A very rare, famille noire enamel on biscuit figure of a blackamoor. He stands barefoot and bare-chested, with his left hand on his hip and the right holding a yellow cornucopia. The laughing face has an open mouth and eyes, pale eyebrow and a white star on his forehead. The pierced earlobes have real earrings and he dons a thin gold hairband. He wears beaded bracelets, bangles around the ankles and a gold and green collar around the neck. The three-tiered skirt is decorated in famille verte enamels with a diaper pattern. The gold order sash, has a central star insignia. He stands on a green lotus leaf on a high black rectangular scalloped base.
Christie’s Auction New York 23 March, 1995
Mr. and Mrs.

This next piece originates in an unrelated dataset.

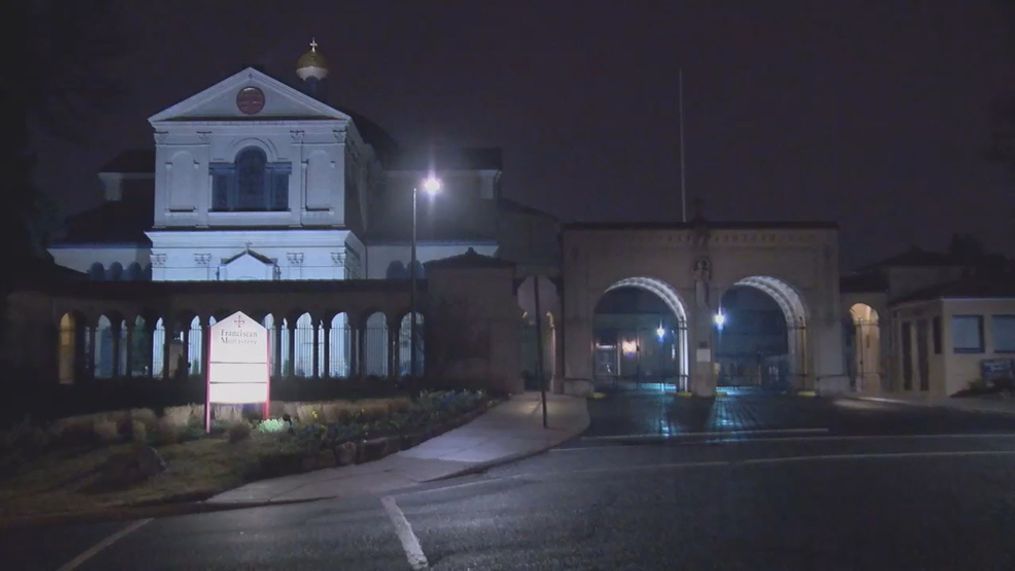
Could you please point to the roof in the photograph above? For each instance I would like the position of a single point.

David Rockefeller 1960 - 1995
John D. Rockefeller Jr. Collection, USA, 1945-1960
C.T. Loo & Company, Auction New York 30 October 1945
There had been dark skinned Africans in China as early as the Tang Dynasty, who would have entered the country via the trade routes. But by the Qing dynasty they were rarity. We can therefore assume, that a European print would have been the source of inspiration for this figure. Particularly the attributes he carries are distinctly European – such as the cornucopia and the sash.
Africans had lived in Europe - as free men and slaves - since Roman times, particularly in the countries around the Mediterranean. By the 17th and 18th centuries, dark skinned foreigners were present as servants and page boys in aristocratic households. This corresponds with the era of expansion of trade with America and the Far East, as well as the increased slave trade with West Africa. As with many of the imported trade goods, they were considered a luxury; a fashionable and suitably exotic status symbol, for the nobles and royalty who employed them.
Moors were often portrayed in the arts of the Renaissance and Baroque eras. Some of the finest examples, made around the same time as our figure, are in the collection of the Green Vaults in Dresden. Created by Balthasar Permoser in the 1720’s, several were further embellished by the goldsmith Melchior Dinglinger. They wear feather skirts, which may have been the inspiration for this figures’ layered skirt.
One comparable figure, previously in the S.E. Kennedy Collection, is now in the Lady Lever Collection, Liverpool (acc. nr.LL6131). The Residenzmuseum, Munich, has two similar figures mounted with a clock and dated c.1730.